Being useful in other ways to the world, it is quite permissible for them to indulge in what was pernicious self-indulgence for an artist like Wencelas Steinbock. They are good children who, having nourished themselves on the substantial food of useful work, may eat candy without risking indigestion. The artist’s work is the fatiguing attempt to transform the wonder of life into art! Those other disinterested observers of life, those wise, deeply pondering, far-seeing men and women, driven by their own need to make something understandable out of our tangled life, struggle, just as the artist does, to piece together what they see into intelligible order. But they do this in their own hearts, for their own satisfaction. How singularly free-handed and open-hearted and generous their attitude seems, compared to the artist’s frugal, not to say penurious, not to say avaricious, anxiety to utilize every scrap of his life as raw material for his art.

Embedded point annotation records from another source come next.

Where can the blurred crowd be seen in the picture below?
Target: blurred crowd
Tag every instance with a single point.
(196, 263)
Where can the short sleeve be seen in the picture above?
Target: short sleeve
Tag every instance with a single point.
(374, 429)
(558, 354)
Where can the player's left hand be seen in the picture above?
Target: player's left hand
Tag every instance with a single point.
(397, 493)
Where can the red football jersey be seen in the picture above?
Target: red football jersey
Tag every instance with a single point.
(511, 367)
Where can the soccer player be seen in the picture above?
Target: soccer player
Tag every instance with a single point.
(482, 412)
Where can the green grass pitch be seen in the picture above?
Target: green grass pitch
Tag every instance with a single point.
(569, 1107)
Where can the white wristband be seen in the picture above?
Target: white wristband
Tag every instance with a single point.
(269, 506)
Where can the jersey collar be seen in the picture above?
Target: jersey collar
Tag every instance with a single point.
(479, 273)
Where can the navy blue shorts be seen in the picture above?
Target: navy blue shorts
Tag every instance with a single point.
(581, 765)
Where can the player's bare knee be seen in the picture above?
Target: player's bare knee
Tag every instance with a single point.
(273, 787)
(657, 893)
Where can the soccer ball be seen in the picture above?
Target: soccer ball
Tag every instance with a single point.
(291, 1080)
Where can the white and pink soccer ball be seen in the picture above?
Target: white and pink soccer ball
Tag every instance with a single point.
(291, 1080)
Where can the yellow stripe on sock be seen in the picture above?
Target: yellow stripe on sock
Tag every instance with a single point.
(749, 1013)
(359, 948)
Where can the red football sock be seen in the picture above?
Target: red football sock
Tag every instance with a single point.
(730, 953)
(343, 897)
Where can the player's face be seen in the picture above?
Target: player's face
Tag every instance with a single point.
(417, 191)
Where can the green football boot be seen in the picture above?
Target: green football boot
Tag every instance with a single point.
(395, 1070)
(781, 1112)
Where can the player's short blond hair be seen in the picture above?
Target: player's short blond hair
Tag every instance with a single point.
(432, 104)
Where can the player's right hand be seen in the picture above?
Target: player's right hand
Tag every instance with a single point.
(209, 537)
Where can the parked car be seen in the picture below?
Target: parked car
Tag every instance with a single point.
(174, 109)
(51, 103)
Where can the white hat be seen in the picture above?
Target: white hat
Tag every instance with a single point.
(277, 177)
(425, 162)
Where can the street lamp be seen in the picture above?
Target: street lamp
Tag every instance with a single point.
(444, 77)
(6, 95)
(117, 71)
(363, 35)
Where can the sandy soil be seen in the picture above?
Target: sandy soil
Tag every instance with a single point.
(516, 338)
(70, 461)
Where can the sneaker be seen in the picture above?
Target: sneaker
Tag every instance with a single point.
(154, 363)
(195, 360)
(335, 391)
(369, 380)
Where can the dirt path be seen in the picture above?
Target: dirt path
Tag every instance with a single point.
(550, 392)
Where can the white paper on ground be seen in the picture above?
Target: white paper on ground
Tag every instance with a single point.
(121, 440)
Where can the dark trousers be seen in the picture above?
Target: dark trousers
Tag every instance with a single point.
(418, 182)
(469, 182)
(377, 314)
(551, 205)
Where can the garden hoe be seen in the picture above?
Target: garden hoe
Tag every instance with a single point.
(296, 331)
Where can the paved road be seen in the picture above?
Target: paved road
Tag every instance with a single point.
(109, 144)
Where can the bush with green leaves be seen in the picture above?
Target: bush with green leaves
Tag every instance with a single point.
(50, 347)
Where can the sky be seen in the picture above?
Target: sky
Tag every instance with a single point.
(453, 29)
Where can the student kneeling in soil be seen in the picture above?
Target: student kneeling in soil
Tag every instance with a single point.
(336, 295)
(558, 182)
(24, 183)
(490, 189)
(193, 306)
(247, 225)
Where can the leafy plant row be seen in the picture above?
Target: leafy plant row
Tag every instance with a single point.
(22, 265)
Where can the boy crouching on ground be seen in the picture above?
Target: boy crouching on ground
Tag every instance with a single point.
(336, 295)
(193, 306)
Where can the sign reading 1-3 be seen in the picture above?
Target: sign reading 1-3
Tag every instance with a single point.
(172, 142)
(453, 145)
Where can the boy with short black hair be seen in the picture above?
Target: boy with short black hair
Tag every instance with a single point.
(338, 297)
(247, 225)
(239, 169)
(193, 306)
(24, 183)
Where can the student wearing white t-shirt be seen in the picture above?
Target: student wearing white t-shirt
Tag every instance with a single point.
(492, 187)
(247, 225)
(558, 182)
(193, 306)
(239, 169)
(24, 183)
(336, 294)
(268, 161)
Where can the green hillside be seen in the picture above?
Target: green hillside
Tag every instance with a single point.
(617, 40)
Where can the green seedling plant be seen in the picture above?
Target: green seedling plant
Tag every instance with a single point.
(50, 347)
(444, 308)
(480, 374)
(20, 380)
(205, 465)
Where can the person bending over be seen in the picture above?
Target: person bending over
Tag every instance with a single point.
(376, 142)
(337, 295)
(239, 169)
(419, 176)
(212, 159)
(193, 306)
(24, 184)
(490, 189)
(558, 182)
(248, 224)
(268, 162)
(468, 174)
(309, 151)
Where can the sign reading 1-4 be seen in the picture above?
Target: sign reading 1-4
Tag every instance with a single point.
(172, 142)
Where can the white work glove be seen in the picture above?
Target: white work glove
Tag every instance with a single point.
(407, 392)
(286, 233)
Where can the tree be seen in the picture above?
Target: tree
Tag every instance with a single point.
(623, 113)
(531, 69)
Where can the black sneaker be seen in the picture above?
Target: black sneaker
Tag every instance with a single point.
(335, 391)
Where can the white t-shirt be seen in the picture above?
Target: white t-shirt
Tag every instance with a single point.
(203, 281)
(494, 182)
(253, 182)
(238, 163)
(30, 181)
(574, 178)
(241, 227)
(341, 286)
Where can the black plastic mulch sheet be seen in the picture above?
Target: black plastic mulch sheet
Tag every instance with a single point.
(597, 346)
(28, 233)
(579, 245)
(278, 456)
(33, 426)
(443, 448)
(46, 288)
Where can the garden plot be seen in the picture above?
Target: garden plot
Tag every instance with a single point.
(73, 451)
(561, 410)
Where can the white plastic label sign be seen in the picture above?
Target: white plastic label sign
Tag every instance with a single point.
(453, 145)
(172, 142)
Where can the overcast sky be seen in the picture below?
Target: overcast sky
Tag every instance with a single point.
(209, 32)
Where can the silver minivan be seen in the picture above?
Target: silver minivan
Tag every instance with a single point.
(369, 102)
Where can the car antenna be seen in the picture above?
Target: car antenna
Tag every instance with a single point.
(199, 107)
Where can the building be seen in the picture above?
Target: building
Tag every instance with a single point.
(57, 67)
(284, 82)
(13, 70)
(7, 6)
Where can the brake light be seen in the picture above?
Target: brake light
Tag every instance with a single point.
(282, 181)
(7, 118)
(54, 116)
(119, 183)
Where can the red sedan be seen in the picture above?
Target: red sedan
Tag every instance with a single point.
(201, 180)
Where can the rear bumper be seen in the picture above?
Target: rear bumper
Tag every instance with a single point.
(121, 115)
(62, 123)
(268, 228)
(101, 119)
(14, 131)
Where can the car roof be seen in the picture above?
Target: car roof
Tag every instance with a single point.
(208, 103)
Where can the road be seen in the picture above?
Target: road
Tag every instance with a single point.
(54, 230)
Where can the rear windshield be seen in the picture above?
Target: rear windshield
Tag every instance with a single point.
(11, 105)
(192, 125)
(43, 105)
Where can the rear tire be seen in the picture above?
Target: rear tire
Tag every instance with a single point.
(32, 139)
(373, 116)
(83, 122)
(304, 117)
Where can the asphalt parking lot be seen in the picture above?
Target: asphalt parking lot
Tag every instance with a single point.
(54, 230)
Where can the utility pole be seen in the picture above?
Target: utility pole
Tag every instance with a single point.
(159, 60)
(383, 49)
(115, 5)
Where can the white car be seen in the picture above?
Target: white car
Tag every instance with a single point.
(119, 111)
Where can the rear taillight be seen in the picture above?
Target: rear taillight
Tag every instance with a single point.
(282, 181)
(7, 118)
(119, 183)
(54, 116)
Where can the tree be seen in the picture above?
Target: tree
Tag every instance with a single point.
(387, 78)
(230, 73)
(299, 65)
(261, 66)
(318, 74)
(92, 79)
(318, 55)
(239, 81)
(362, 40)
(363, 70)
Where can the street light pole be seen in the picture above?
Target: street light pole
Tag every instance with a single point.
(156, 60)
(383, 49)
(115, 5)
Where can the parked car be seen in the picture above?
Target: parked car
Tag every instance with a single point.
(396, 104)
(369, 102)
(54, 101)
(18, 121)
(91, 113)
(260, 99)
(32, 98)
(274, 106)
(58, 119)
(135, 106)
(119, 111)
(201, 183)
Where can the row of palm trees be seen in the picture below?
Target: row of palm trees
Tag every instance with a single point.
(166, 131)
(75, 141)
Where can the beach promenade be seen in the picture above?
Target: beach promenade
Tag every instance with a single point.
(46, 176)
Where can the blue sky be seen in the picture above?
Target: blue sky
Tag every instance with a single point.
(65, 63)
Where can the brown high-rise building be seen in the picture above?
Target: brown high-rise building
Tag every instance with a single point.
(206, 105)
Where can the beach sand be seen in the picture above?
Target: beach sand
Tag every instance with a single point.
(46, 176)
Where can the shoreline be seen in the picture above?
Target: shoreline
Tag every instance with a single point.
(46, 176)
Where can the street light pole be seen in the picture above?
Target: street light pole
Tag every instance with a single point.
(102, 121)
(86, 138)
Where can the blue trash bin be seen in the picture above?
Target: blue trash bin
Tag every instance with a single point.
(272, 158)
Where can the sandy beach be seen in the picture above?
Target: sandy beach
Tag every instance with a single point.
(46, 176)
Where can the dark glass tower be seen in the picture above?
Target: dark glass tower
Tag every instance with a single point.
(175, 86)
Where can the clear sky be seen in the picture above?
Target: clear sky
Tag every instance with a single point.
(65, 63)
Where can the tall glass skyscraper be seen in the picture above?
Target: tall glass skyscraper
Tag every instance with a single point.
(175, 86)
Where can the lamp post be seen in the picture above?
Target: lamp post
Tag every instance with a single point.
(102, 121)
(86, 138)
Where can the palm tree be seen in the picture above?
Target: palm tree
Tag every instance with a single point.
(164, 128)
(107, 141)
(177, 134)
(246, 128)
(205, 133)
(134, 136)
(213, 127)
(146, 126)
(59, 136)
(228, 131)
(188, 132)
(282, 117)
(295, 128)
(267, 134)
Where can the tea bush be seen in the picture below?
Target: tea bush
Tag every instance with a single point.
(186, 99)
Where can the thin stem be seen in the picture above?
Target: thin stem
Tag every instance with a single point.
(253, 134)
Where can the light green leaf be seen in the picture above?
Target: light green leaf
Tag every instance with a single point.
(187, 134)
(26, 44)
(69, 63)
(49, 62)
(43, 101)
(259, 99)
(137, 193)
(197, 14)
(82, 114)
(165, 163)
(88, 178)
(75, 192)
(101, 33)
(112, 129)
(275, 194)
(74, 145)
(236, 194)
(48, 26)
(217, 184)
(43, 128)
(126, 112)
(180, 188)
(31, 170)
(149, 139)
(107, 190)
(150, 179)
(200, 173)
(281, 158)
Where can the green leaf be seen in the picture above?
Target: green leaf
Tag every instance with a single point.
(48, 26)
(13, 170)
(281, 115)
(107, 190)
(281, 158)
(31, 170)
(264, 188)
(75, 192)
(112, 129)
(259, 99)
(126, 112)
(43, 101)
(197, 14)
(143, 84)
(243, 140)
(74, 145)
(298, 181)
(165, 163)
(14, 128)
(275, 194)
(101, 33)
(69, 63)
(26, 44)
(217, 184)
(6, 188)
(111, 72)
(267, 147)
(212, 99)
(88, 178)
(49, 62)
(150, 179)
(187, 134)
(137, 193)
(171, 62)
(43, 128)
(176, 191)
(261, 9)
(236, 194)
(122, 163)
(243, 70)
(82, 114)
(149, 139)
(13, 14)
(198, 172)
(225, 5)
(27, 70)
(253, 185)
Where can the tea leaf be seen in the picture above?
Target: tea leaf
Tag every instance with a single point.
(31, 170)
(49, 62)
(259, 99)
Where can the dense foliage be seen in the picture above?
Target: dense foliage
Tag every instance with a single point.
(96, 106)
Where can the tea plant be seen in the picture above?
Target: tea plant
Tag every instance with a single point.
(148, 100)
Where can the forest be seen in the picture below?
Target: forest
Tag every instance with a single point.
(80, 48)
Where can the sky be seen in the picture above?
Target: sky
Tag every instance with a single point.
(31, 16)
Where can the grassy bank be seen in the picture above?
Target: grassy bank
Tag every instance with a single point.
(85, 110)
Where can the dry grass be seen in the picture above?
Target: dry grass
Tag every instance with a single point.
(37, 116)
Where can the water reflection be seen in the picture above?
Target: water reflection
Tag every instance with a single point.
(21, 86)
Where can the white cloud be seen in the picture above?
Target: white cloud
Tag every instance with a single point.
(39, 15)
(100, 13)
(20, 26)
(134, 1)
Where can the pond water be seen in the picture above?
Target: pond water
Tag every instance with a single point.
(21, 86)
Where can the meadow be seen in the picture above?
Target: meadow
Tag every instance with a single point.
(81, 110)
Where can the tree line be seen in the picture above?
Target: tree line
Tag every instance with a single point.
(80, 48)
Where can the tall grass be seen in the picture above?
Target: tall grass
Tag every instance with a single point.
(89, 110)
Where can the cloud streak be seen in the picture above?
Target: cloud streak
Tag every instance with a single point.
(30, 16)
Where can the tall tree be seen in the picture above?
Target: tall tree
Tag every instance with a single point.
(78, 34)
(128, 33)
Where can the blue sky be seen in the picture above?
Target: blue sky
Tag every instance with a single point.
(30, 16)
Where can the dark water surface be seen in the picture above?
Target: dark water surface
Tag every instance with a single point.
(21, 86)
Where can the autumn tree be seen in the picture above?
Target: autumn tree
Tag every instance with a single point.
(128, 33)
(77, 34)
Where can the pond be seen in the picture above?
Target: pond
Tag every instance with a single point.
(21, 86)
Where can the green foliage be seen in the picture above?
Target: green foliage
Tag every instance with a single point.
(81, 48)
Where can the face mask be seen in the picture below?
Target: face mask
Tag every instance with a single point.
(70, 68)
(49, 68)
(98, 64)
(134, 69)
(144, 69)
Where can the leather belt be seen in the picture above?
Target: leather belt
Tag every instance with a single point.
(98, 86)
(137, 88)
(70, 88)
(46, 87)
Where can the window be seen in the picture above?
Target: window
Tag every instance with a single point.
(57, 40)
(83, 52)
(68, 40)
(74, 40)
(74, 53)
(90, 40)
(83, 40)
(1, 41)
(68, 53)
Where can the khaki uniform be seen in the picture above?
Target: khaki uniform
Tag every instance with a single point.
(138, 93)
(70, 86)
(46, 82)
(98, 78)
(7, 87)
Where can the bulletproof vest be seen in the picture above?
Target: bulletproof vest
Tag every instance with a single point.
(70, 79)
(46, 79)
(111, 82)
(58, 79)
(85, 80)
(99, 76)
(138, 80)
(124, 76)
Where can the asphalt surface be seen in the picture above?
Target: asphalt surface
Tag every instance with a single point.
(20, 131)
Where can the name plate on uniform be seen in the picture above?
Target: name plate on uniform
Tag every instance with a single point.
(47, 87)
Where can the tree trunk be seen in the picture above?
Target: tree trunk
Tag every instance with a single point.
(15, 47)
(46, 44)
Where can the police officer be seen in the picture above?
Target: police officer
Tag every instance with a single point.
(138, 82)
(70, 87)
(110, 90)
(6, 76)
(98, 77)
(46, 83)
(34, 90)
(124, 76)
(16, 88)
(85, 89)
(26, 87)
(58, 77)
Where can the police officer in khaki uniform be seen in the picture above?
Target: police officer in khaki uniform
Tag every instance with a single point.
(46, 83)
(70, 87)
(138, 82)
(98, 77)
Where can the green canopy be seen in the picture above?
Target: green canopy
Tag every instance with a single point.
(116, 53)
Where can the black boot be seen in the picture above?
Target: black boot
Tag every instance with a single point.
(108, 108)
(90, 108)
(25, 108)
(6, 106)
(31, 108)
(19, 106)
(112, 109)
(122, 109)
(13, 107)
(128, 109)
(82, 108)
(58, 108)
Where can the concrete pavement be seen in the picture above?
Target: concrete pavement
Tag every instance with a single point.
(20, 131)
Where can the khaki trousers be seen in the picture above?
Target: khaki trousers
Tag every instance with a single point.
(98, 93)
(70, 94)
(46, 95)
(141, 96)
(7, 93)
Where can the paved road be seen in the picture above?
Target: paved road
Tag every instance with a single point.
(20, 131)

Such people have, as the reward for their disinterested attitude of mind, all the pleasures of the creative artist’s life and none of its terrible pains. All the pleasure, that is, except the dubious one of seeing themselves in print. This is—for me at least—a pleasure deeply colored with humiliation. The stuff which I manage to get into a printed book is so tragically dry and lifeless compared to the vibrating, ordered, succulent life which goes on inside my head before I put pen to paper! For my part, I envy the clever, happy people who are content to let it stay in their heads, and never try to decant it into a book, only to find that the bouquet and aroma are all gone. I quite sympathize with them when they are impatient with the verbose literal-minded garrulity with which most writers of fiction spread out clumsily over two pages that which takes but a flash to think or to feel. They think, and quite rightly, that what is slowly written out in the inaccurate, halting system we call language, bears little relation to the arrow-swift movements of the thinking mind and feeling heart.

That which is written down in an attempt to make it intelligible to everybody is a rude approximation like that of ready-made clothing, manufactured to fit every one somewhat and no one exactly. That which springs into being in the brain at a contact with life, exactly fits the comprehension, background, and experience of the person who owns the brain. There are no waste motions, no paragraphs to skip, no compressions too bare, no descriptions too wordy, none of those sore, never-solved problems of the writer who addresses unknown readers, “How much can I leave out? How far can I suggest and not state? How far can I trust the reader’s attention not to flag, his intelligence to understand at a hint, rather than at a statement? What experience of life can I presuppose him to have had?”